If you missed last month’s DeHaan Artists of Distinction exhibition at Gallery 924, you’ll definitely want to check out DeHaan winner Phillip Campbell’s Bulletproof at 10th West Gallery. Campbell recently went out on a limb, as it were, as an artist and changed his mediums, basically going from making painted wood carvings with strong symbolic/narrative elements bulletproof quilts made of Kevlar (among other materials).
Circle City Industrial Complex (CCIC) artist Nancy Lee is celebrating 10 years of artmaking at that vast complex. The jewelry maker will have a “A Sparkling Diamond Celebration” celebrating her time at the vast complex. Lee is the author of The Complete Idiot’s Guide to Making Metal Jewelry, so you can be damn sure she knows her stuff.
In the CCIC’s second floor Schwitzer Gallery, you will find Stories of Gun Violence Across America, Indianapolis, a photography exhibition by Joe Quint. According to the promotional text, “Quint has worked over the last four years to tell the stories of gun violence survivors, including the family members of victims and those who’ve witnessed horrific acts of violence.”
Also at the CCIC, adjacent to Satch Art Space in the Stokol Gallery, you will find Redact: the words you wanted, an installation by Satch meant to correspond with Banned Books Week, which was inspired by the book Lady Chatterly's Lover by D.H. Lawrence. The book was published in 1928, but the unexpurgated version was banned in the U.S. until 1960.
This exhibition, according to the promotional text "turns back the clock on the reality of our past social landscape and then brings the possibility of banning books, censoring news coverage and restricting freedom of speech into the very times that we are living in, every day."'
Cat Head Press will be exhibiting the work of Nicaraguan self-taught printmaker Carlos Barberena in their Middle Space Gallery in a show called Lustful Appetite and it seems, by a cursory glance at his website, that he has a lustful appetite for inserting contemporary imagery into prints referencing iconic masterpieces.
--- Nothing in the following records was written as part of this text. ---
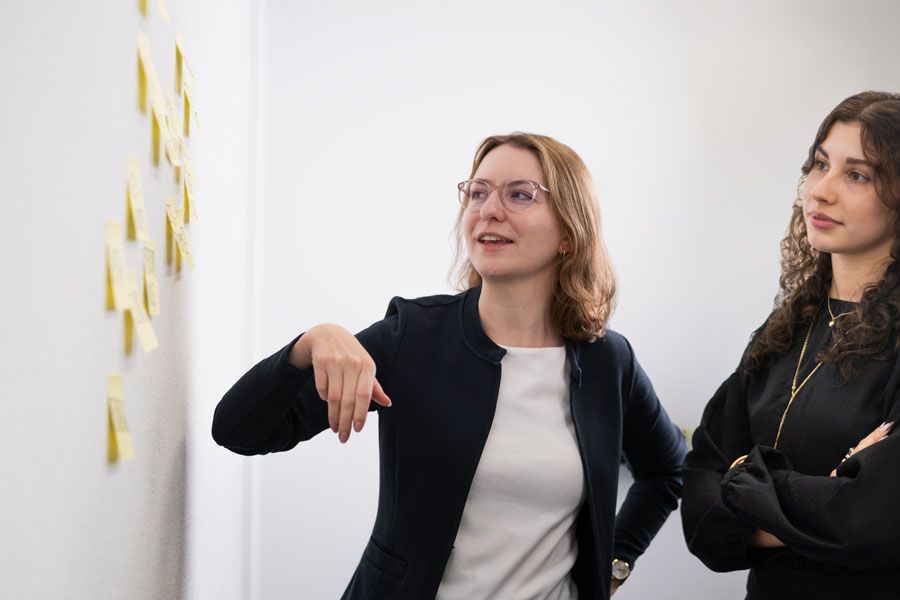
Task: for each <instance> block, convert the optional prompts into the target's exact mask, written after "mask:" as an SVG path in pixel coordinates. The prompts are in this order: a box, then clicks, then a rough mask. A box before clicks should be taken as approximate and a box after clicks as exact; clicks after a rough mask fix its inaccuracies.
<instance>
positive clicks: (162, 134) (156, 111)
mask: <svg viewBox="0 0 900 600" xmlns="http://www.w3.org/2000/svg"><path fill="white" fill-rule="evenodd" d="M151 113H152V115H151V117H150V131H151V134H150V153H151V154H152V156H153V164H154V165H155V166H157V167H158V166H159V146H160V139H161V138H162V135H163V129H162V125H161V122H162V118H161V117H160V113H159V112H158V111H157V109H156V105H154V106H153V109H152V110H151Z"/></svg>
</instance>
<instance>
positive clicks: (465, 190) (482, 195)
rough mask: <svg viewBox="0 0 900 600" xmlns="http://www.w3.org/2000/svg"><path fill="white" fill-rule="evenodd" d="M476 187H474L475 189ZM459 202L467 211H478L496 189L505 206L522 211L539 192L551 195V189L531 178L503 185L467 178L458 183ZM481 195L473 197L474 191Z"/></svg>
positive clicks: (514, 209)
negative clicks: (550, 190)
mask: <svg viewBox="0 0 900 600" xmlns="http://www.w3.org/2000/svg"><path fill="white" fill-rule="evenodd" d="M473 188H474V189H473ZM456 189H457V190H458V194H457V196H458V199H459V203H460V204H461V205H462V207H463V208H464V209H465V210H466V211H467V212H478V211H480V210H481V208H482V207H483V206H484V205H485V203H486V202H487V201H488V198H490V197H491V194H493V193H494V192H495V191H496V192H499V195H500V203H501V204H502V205H503V208H505V209H506V210H509V211H512V212H522V211H523V210H525V209H526V208H528V207H529V206H531V205H532V204H534V202H535V201H536V200H537V198H538V195H539V194H538V192H543V193H545V194H547V195H548V196H549V195H550V190H548V189H547V188H546V187H544V186H543V185H541V184H540V183H538V182H536V181H531V180H530V179H513V180H510V181H507V182H506V183H504V184H502V185H494V184H492V183H491V182H490V181H486V180H484V179H467V180H465V181H460V182H459V183H458V184H456ZM476 192H477V193H479V194H481V196H479V197H478V198H475V199H473V198H472V194H473V193H476Z"/></svg>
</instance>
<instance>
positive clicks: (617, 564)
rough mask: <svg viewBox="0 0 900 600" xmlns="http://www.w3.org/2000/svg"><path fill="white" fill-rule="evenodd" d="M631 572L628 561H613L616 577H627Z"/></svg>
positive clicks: (613, 572) (630, 569) (618, 577)
mask: <svg viewBox="0 0 900 600" xmlns="http://www.w3.org/2000/svg"><path fill="white" fill-rule="evenodd" d="M630 574H631V569H630V568H629V567H628V563H627V562H625V561H622V560H618V559H616V560H614V561H613V570H612V576H613V577H614V578H616V579H625V578H626V577H628V576H629V575H630Z"/></svg>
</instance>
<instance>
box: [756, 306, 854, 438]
mask: <svg viewBox="0 0 900 600" xmlns="http://www.w3.org/2000/svg"><path fill="white" fill-rule="evenodd" d="M828 312H829V313H831V307H829V308H828ZM845 314H846V313H845ZM817 316H818V315H815V316H813V320H812V322H811V323H810V324H809V329H808V330H807V332H806V339H804V340H803V348H801V349H800V358H799V359H797V369H796V370H795V371H794V380H793V381H792V382H791V397H790V398H789V399H788V405H787V406H786V407H784V412H783V413H782V414H781V422H780V423H778V432H777V433H776V434H775V445H774V446H773V448H777V447H778V440H779V439H781V430H782V428H783V427H784V420H785V418H787V411H789V410H790V409H791V404H793V402H794V398H796V397H797V394H799V393H800V390H802V389H803V386H804V385H806V382H807V381H809V379H810V377H812V376H813V375H815V373H816V371H818V370H819V367H821V366H822V361H821V360H820V361H819V362H818V363H816V366H815V367H813V370H812V371H810V372H809V375H807V376H806V378H805V379H804V380H803V381H802V382H800V385H797V378H798V377H799V376H800V365H801V364H803V357H804V356H805V355H806V347H807V346H808V345H809V336H810V335H811V334H812V330H813V325H815V324H816V317H817ZM838 316H842V315H838ZM836 318H837V317H834V316H832V319H831V323H829V327H831V326H832V325H833V324H834V319H836Z"/></svg>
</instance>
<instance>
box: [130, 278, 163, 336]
mask: <svg viewBox="0 0 900 600" xmlns="http://www.w3.org/2000/svg"><path fill="white" fill-rule="evenodd" d="M133 331H136V332H137V335H138V340H140V342H141V349H143V351H144V352H152V351H153V350H155V349H156V348H157V347H158V346H159V341H158V340H157V339H156V332H155V331H153V325H152V324H151V323H150V317H149V316H147V310H146V309H145V308H144V303H143V301H142V300H141V296H140V291H139V288H138V276H137V273H133V272H131V273H128V310H127V312H126V314H125V352H126V354H128V353H130V352H131V345H132V340H133V339H134V335H133Z"/></svg>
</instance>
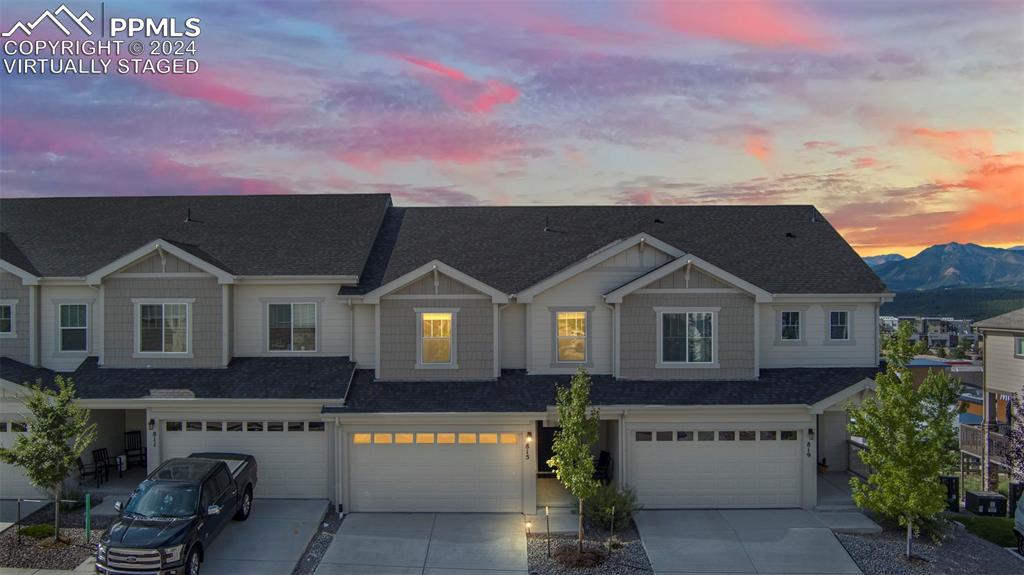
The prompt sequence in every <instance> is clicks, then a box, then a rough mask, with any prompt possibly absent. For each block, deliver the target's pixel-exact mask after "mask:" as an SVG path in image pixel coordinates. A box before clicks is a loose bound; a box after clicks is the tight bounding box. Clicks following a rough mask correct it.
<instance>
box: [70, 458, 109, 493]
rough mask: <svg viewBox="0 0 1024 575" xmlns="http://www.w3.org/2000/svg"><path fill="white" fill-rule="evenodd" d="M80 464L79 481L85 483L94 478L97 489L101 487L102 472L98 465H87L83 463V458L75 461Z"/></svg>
mask: <svg viewBox="0 0 1024 575" xmlns="http://www.w3.org/2000/svg"><path fill="white" fill-rule="evenodd" d="M75 462H76V463H78V481H79V483H84V482H85V480H86V478H90V477H91V478H94V479H95V480H96V487H99V484H100V479H101V478H102V472H101V470H100V469H99V468H97V467H96V463H86V462H84V461H82V458H81V457H78V458H77V459H76V460H75Z"/></svg>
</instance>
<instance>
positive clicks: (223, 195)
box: [0, 194, 390, 276]
mask: <svg viewBox="0 0 1024 575" xmlns="http://www.w3.org/2000/svg"><path fill="white" fill-rule="evenodd" d="M389 205H390V196H388V195H387V194H325V195H246V196H238V195H208V196H201V195H188V196H184V195H182V196H157V197H153V196H151V197H46V198H12V200H0V227H2V229H3V232H4V237H3V241H2V245H0V249H2V253H0V257H2V258H3V259H5V260H7V261H9V262H10V263H12V264H14V265H18V267H23V268H25V269H26V270H27V271H32V272H34V273H38V274H39V275H44V276H83V275H86V274H88V273H90V272H92V271H95V270H96V269H99V268H101V267H102V266H104V265H106V264H109V263H111V262H113V261H114V260H116V259H118V258H120V257H122V256H124V255H126V254H128V253H130V252H132V251H134V250H137V249H138V248H141V247H142V246H144V245H145V244H146V242H148V241H152V240H154V239H157V238H163V239H166V240H168V241H171V242H173V244H174V245H175V246H178V247H180V248H182V249H183V250H185V251H187V252H189V253H191V254H194V255H196V256H198V257H200V258H202V259H204V260H207V261H209V262H210V263H213V264H215V265H218V266H219V267H221V268H223V269H225V270H226V271H228V272H230V273H233V274H239V275H359V274H361V273H362V268H364V264H365V263H366V260H367V256H368V255H369V254H370V250H371V248H372V247H373V245H374V240H375V238H376V236H377V229H378V227H379V226H380V223H381V220H382V219H383V217H384V214H385V213H386V211H387V207H388V206H389ZM188 209H191V217H193V219H194V220H199V221H201V222H203V223H185V222H184V220H185V214H186V212H187V210H188ZM12 258H13V259H12ZM16 260H20V261H23V264H22V265H19V264H18V262H17V261H16ZM30 262H31V263H30ZM27 266H31V267H27Z"/></svg>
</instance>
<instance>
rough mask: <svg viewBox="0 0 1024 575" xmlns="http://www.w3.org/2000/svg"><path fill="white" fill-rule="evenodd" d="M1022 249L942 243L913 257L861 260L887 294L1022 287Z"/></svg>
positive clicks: (894, 254) (879, 258) (1023, 280)
mask: <svg viewBox="0 0 1024 575" xmlns="http://www.w3.org/2000/svg"><path fill="white" fill-rule="evenodd" d="M1022 248H1024V247H1020V246H1018V247H1015V248H1011V249H1009V250H1004V249H1001V248H986V247H984V246H978V245H977V244H957V242H955V241H954V242H950V244H941V245H938V246H932V247H931V248H928V249H927V250H924V251H923V252H921V253H920V254H918V255H916V256H913V257H912V258H903V257H902V256H900V255H898V254H888V255H885V256H872V257H868V258H864V261H865V262H866V263H867V265H869V266H871V268H872V269H873V270H874V273H877V274H878V275H879V277H881V278H882V280H883V281H885V282H886V285H888V286H889V290H890V291H893V292H906V291H919V290H937V289H948V287H1018V289H1021V287H1024V249H1022Z"/></svg>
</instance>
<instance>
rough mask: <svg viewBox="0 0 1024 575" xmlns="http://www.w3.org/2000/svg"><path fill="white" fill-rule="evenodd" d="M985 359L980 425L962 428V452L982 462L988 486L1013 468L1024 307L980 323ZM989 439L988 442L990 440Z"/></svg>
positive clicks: (994, 483)
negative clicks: (1010, 459)
mask: <svg viewBox="0 0 1024 575" xmlns="http://www.w3.org/2000/svg"><path fill="white" fill-rule="evenodd" d="M974 325H975V327H976V328H977V329H978V330H979V331H980V333H981V335H982V336H983V339H982V350H983V352H982V353H983V356H984V360H985V371H984V384H983V387H982V397H983V402H984V409H983V413H982V416H983V421H982V423H981V425H980V426H975V427H972V426H962V428H961V450H962V451H964V452H965V453H966V454H968V455H970V456H972V457H975V458H978V459H980V460H981V466H982V474H983V481H984V484H986V485H989V486H994V485H995V484H996V478H997V475H998V474H1006V473H1008V471H1009V468H1010V463H1011V461H1010V440H1009V438H1008V432H1009V426H1010V422H1012V419H1013V417H1020V416H1021V415H1022V414H1020V413H1015V412H1014V411H1013V402H1012V401H1011V399H1012V397H1013V395H1015V394H1019V393H1022V392H1024V308H1021V309H1017V310H1014V311H1011V312H1009V313H1005V314H1002V315H997V316H995V317H990V318H988V319H985V320H982V321H978V322H977V323H975V324H974ZM986 439H987V440H986Z"/></svg>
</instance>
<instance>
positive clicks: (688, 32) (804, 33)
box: [638, 0, 835, 50]
mask: <svg viewBox="0 0 1024 575" xmlns="http://www.w3.org/2000/svg"><path fill="white" fill-rule="evenodd" d="M638 5H639V6H640V7H641V8H640V9H641V13H642V14H643V15H644V16H646V18H647V19H648V20H650V21H652V23H653V24H654V25H656V26H659V27H663V28H667V29H670V30H673V31H676V32H680V33H683V34H685V35H687V36H692V37H695V38H711V39H715V40H723V41H726V42H736V43H740V44H750V45H754V46H759V47H766V48H780V47H787V46H799V47H802V48H808V49H812V50H824V49H827V48H829V47H831V46H833V45H834V44H835V40H834V39H833V38H831V36H830V34H829V33H828V32H827V31H826V30H825V28H824V27H823V26H822V24H821V23H819V21H818V20H817V19H816V18H814V17H813V16H811V15H810V14H808V13H806V12H804V11H801V10H799V9H796V8H795V6H794V4H793V3H792V2H782V1H776V0H727V1H721V2H690V1H683V2H644V3H639V4H638Z"/></svg>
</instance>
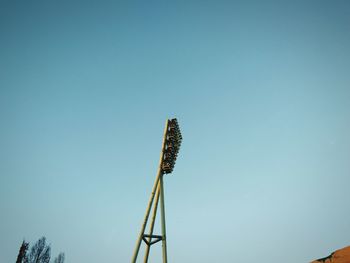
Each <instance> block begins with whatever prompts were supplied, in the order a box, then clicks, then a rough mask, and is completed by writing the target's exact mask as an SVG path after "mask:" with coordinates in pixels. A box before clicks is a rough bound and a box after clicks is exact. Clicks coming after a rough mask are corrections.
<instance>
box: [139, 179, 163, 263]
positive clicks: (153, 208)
mask: <svg viewBox="0 0 350 263" xmlns="http://www.w3.org/2000/svg"><path fill="white" fill-rule="evenodd" d="M159 194H160V184H159V183H158V187H157V195H156V200H155V203H154V206H153V214H152V220H151V225H150V228H149V235H150V237H149V238H148V242H149V243H151V240H152V238H151V236H152V234H153V228H154V223H155V221H156V216H157V208H158V201H159ZM150 248H151V244H149V245H147V246H146V252H145V257H144V260H143V262H144V263H147V262H148V256H149V250H150Z"/></svg>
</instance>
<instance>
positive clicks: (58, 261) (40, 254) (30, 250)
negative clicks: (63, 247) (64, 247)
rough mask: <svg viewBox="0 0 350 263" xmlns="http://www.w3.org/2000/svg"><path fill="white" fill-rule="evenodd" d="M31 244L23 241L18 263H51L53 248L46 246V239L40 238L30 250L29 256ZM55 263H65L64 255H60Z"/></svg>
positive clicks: (21, 246)
mask: <svg viewBox="0 0 350 263" xmlns="http://www.w3.org/2000/svg"><path fill="white" fill-rule="evenodd" d="M28 248H29V243H27V242H25V241H24V240H23V242H22V245H21V247H20V249H19V253H18V257H17V261H16V263H50V258H51V247H50V245H48V244H46V238H45V237H42V238H40V239H39V240H38V241H37V242H36V243H35V244H34V245H33V246H32V247H31V249H30V253H29V254H28ZM54 263H64V253H60V254H59V255H58V256H57V258H55V260H54Z"/></svg>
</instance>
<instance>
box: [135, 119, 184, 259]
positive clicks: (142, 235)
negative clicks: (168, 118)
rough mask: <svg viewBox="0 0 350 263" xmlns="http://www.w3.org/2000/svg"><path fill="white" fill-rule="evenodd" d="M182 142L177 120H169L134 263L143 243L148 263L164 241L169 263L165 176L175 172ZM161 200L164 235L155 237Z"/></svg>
mask: <svg viewBox="0 0 350 263" xmlns="http://www.w3.org/2000/svg"><path fill="white" fill-rule="evenodd" d="M181 141H182V136H181V132H180V128H179V124H178V122H177V119H171V120H167V121H166V123H165V128H164V135H163V144H162V150H161V153H160V160H159V167H158V173H157V176H156V180H155V182H154V185H153V189H152V193H151V196H150V199H149V201H148V206H147V209H146V214H145V218H144V220H143V223H142V227H141V231H140V234H139V237H138V239H137V242H136V247H135V250H134V254H133V257H132V260H131V262H132V263H136V259H137V256H138V253H139V250H140V246H141V242H142V241H144V242H145V244H146V251H145V257H144V263H147V262H148V256H149V252H150V248H151V246H152V245H153V244H155V243H157V242H159V241H162V251H163V263H167V262H168V258H167V247H166V229H165V208H164V206H165V205H164V187H163V175H164V174H169V173H171V172H172V171H173V169H174V166H175V161H176V157H177V154H178V152H179V149H180V145H181ZM154 198H155V202H154V204H153V201H154ZM159 199H160V211H161V227H162V234H161V235H153V228H154V223H155V219H156V215H157V208H158V201H159ZM152 205H154V206H153V211H152V219H151V222H150V226H149V232H148V234H145V230H146V225H147V221H148V218H149V214H150V211H151V208H152Z"/></svg>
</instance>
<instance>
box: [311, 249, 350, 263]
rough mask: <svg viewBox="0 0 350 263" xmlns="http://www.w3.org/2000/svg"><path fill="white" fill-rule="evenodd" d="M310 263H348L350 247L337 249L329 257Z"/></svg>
mask: <svg viewBox="0 0 350 263" xmlns="http://www.w3.org/2000/svg"><path fill="white" fill-rule="evenodd" d="M311 263H350V246H349V247H344V248H342V249H339V250H337V251H335V252H334V253H332V254H331V255H330V256H328V257H325V258H323V259H318V260H315V261H312V262H311Z"/></svg>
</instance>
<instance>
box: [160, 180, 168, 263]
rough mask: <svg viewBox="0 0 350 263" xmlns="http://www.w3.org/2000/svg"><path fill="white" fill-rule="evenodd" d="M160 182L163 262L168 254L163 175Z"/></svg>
mask: <svg viewBox="0 0 350 263" xmlns="http://www.w3.org/2000/svg"><path fill="white" fill-rule="evenodd" d="M159 184H160V211H161V220H162V236H163V239H162V248H163V263H168V255H167V249H166V229H165V205H164V187H163V175H162V176H161V177H160V179H159Z"/></svg>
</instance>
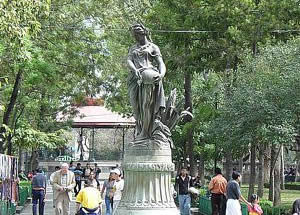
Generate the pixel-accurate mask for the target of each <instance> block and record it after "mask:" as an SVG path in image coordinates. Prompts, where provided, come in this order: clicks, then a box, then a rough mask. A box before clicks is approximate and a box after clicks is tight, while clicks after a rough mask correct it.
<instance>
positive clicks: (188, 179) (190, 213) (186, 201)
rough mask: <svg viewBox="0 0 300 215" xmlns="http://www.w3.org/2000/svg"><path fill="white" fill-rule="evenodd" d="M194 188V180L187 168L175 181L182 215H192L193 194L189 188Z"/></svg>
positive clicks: (180, 213)
mask: <svg viewBox="0 0 300 215" xmlns="http://www.w3.org/2000/svg"><path fill="white" fill-rule="evenodd" d="M190 187H193V180H192V177H191V176H190V175H188V171H187V168H185V167H183V168H181V171H180V175H178V176H177V177H176V180H175V190H176V191H177V193H178V200H179V209H180V215H191V210H190V209H191V194H190V193H189V188H190Z"/></svg>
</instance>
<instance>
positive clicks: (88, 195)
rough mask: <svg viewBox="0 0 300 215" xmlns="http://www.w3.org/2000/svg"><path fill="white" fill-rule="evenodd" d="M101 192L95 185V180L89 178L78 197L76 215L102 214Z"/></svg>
mask: <svg viewBox="0 0 300 215" xmlns="http://www.w3.org/2000/svg"><path fill="white" fill-rule="evenodd" d="M101 203H102V199H101V194H100V192H99V190H98V189H97V188H95V187H93V180H91V179H90V178H88V179H87V180H86V181H85V188H83V189H82V190H81V191H80V192H79V193H78V195H77V197H76V211H77V213H76V215H100V214H101Z"/></svg>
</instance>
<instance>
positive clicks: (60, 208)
mask: <svg viewBox="0 0 300 215" xmlns="http://www.w3.org/2000/svg"><path fill="white" fill-rule="evenodd" d="M75 185H76V182H75V175H74V173H73V172H71V171H70V170H69V165H68V164H67V163H63V164H62V165H61V170H59V171H57V172H55V174H54V176H53V186H54V189H55V196H54V199H55V204H56V205H55V214H56V215H70V201H71V199H72V190H73V189H74V187H75Z"/></svg>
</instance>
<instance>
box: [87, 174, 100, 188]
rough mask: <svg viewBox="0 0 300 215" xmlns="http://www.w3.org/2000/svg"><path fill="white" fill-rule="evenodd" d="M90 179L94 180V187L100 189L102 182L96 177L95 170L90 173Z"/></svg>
mask: <svg viewBox="0 0 300 215" xmlns="http://www.w3.org/2000/svg"><path fill="white" fill-rule="evenodd" d="M89 179H90V180H91V181H92V182H93V187H95V188H97V189H98V190H100V182H99V181H98V179H97V178H96V174H95V172H94V171H92V172H91V173H90V176H89Z"/></svg>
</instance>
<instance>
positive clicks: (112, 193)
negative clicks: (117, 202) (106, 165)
mask: <svg viewBox="0 0 300 215" xmlns="http://www.w3.org/2000/svg"><path fill="white" fill-rule="evenodd" d="M114 182H115V179H114V178H113V176H112V173H110V174H109V177H108V180H105V181H104V184H103V186H102V190H101V198H103V193H104V191H105V197H104V200H105V206H106V210H105V215H111V214H112V207H111V203H112V199H113V191H112V189H113V186H114Z"/></svg>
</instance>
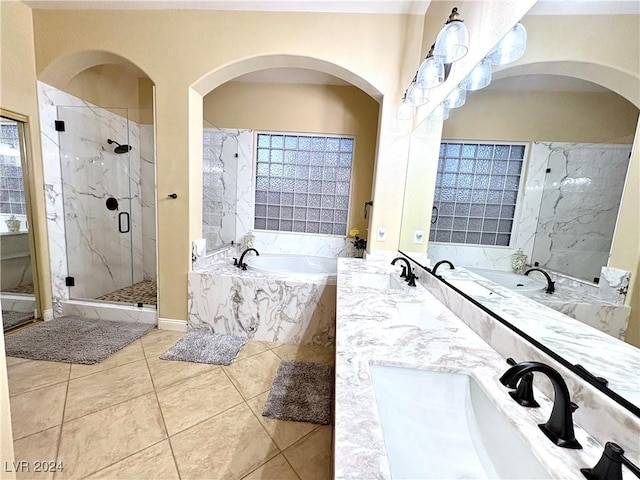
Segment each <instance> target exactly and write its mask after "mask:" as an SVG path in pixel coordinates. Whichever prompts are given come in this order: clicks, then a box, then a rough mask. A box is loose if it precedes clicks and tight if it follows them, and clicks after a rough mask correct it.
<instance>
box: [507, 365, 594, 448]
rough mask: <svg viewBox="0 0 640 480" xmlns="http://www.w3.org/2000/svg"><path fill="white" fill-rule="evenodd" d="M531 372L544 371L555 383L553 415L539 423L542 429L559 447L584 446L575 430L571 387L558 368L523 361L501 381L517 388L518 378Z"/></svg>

I was highly impressed by Future Friends Holographic Magic Club’s show last month, titled Muslims Aren’t Interested in Being Afraid. This month’s show, Dia de Muertos: Family Means Everything, is the result of a recent trip by SunRai to Tepoztlán, Mexico, for Day of the Dead celebrations. Future Friends is located at the Murphy Art Center.
Garfield Park Arts Center is hosting the Annual SALI (Southside Art League, Inc.) National Abstract Art Competition; while a little further north on Shelby Street longtime NUVO cartoonist Wayne Bertsch is one of several artists participating in a group show at Acceleration Gallery featuring his pen and ink drawings of music icons, including Kurt Cobain and Johnny Cash, on sheets of music.
Tube Factory artspace will be exhibiting photos of “Black and Brown bodies” titled Blue Black. According to the promotional copy, “Danicia Monét is an arts and culture ambassador and urban planner pursuing her Ph.D. on the User-Experience of Race. Her research uses a multidisciplinary approach to examining Black and Brown bodies in public space as she focuses on the context of Race & Space–Growing Critical Cultural Capacity in the Built Environment.”
And finally, it’s fitting that Listen Hear would have an the installation entitled “Vibrate Higher,” featuring work by Big Car staff artist Carlie Foreman. After all, so much at Listen Hear has to do with sound vibrations, including Big Car’s radio station WQRT, run out of a closet-sized space in the back.